Bay Kızıl ise durduğu yerden bana bakıyordu.
İblisi bana salma kararı vermiş olacak ki hiçbir şey yapmıyordu.
Pekâlâ Bay Kızıl, bu iş daha fazla uzamadan halledelim.

İblisin üstünden zıplayarak boynunu keserken katanayı da boynuna saplamış oldum, biraz da şov olsun istemiştim açıkçası.

İblis bir şeyler mırıldanarak kül olurken yere bakıyordum, saçlarım yüzümü kapatıyordu. Sadece nefesleniyordum.
Başımı kaldırdım ve kafamı hafif sallayarak önüme düşen kızıl tutamları geriye attım.

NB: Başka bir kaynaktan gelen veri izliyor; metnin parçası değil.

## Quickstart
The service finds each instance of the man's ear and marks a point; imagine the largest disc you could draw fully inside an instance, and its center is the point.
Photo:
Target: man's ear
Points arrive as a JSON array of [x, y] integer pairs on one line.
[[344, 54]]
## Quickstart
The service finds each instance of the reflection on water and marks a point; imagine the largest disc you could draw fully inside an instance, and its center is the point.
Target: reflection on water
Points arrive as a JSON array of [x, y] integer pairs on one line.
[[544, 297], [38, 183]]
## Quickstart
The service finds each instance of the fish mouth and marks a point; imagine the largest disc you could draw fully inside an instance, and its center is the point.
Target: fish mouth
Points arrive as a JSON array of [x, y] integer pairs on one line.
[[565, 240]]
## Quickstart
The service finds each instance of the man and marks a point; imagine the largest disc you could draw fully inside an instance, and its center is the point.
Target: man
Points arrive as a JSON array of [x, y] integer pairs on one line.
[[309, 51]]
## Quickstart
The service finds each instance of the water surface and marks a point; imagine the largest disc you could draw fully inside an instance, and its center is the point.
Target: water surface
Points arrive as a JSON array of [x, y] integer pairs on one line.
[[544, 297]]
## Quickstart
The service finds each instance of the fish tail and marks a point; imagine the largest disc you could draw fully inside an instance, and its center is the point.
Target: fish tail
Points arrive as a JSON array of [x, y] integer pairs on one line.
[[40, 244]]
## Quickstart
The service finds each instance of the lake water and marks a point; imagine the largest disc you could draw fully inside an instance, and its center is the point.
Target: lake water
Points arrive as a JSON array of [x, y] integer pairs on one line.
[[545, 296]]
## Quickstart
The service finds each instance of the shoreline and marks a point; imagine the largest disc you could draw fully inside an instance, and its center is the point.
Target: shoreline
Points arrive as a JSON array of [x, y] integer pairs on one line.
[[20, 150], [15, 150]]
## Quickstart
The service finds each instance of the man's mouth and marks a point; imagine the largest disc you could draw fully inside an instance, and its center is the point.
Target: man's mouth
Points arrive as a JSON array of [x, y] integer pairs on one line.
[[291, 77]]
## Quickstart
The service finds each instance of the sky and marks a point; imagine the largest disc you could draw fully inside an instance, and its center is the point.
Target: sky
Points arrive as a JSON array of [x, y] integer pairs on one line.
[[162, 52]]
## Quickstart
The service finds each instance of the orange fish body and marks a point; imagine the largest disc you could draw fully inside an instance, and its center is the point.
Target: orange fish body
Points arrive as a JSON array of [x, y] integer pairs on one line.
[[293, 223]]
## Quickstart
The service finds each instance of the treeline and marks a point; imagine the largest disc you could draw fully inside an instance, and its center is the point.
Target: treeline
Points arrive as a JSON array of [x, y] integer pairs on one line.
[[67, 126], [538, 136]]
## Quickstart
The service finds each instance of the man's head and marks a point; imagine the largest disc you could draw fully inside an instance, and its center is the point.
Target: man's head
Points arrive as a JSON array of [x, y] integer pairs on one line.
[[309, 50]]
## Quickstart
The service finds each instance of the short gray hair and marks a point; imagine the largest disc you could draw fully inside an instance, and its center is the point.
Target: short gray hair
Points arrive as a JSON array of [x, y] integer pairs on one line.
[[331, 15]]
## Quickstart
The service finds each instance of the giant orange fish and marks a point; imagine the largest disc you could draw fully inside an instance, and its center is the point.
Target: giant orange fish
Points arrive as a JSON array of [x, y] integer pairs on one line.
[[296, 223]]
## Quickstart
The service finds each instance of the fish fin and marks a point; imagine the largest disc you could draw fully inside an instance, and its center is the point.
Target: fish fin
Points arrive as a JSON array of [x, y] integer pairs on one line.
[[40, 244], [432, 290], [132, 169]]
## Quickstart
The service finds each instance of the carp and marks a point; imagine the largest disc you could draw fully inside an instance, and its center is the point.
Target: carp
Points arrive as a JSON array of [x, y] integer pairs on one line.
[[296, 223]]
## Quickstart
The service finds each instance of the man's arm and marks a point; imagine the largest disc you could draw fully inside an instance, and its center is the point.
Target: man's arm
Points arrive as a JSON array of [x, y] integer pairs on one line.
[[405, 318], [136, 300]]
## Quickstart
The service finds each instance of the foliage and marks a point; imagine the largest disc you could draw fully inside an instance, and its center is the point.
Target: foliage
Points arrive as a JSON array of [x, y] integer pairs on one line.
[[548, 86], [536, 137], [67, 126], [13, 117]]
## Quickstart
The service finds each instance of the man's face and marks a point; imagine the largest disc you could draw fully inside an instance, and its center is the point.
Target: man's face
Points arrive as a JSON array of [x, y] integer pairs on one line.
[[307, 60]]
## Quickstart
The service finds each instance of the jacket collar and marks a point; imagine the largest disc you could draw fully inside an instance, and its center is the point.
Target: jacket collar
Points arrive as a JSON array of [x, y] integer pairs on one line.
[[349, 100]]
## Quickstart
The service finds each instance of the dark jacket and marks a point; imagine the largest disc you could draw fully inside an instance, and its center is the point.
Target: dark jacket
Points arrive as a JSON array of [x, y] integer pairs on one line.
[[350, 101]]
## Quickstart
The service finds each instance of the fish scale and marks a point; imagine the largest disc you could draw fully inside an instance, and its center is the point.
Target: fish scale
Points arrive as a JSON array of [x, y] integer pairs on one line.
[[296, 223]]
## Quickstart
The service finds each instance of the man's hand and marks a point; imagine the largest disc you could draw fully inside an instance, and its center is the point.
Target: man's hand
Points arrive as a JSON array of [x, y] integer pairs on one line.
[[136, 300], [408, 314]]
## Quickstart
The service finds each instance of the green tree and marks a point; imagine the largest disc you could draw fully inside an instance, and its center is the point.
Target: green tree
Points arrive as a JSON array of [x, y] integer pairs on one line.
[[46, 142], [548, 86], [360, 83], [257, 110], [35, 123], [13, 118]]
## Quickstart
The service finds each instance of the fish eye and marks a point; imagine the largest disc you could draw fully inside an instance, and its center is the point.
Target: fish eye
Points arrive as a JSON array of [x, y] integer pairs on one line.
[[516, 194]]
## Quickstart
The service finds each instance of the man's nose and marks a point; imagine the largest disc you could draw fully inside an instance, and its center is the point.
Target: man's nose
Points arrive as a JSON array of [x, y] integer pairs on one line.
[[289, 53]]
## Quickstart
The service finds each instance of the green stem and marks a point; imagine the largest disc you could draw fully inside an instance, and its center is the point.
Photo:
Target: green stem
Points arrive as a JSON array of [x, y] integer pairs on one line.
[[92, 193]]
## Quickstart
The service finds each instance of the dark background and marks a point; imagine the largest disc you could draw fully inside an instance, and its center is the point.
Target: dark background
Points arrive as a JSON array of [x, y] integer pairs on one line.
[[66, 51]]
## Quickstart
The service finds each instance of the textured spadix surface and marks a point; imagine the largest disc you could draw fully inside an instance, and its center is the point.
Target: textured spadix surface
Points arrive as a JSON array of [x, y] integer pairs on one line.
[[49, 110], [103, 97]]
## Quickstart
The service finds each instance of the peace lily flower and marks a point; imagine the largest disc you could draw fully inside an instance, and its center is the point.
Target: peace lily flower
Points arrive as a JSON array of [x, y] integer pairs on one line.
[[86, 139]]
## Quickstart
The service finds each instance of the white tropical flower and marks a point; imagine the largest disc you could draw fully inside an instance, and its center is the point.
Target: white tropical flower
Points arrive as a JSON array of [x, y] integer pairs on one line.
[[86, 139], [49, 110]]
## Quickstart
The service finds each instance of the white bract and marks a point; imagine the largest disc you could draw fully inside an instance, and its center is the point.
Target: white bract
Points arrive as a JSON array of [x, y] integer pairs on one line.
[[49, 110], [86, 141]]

Ona göz ucuyla baktığımda kızıl katanasını kınına sokuyordu, evet itiraf etmek gerekirse ateşliydi..

Kafamı çevirip ona baktığımda saçlarım yine önüme düştü.
Bana bakmıyordu, sağ eliyle sol omzunu tuttu ve birkaç saniye omzuna bakıp kendi kendine bir şeyler mırıldandı.

Sonunda bakışlarını bana çevirdiğinde ağır adımlarla önüme doğru yürümeye başladı.
Aramızda iki adımlık mesafe kaldığında durdu.

Başımı hafifçe salladım ve önüme gelen saçları düzelttim, sapsarı gözlerim ortaya çıkmıştı.
Gözlerine baktığımda dikkatle gözlerime baktığını fark ettim.

"Yaralandın mı?" Sesi sakin çıkmıştı, soruyu sorduktan sonra hemen etrafa bakındı.
"Siz yaralanmış gibisiniz." Ben de düz bir sesle söylüyordum, kendine baksın önce Kızıl Kafa.

Ben hala gözlerine bakıyordum, huyum böyleydi. Bir süre daha etrafa bakındıktan sonra o da yeniden gözlerime baktı.
"Eski, önemsiz bir yara." Dedi, yine aynı ses tonuyla.

Bir şey demeden ciddi bir şekilde gözlerine bakmaya devam ettim. Eski bir yara olduğu doğru olabilirdi ancak önemsiz gibi durmuyordu.

Kaşları belli belirsiz şekilde çatıldı ve, "İblis avcısı mısın bilmiyorum ama seni daha önce görmedim, buralı değilsin?" dedi, soru sorar şekilde.

Bence o da buralı gibi durmuyordu ama elbette bu konu hakkında bir şey demiyecektim, mümkün olduğunca az konuşmayı tercih ederim.

"Yeni geldim," dedim sadece.
"Yenisin demek, yeni birine göre iyiydin." Dedi, sanırım imalı bir sesle. (?)

Bakışlarını gözlerimden ayırıp yan tarafta bir yere bakmaya başladı, ben ise hiç ara vermeden gözlerine bakmaya devam ediyordum. Rahatlatıcı gözleri vardı.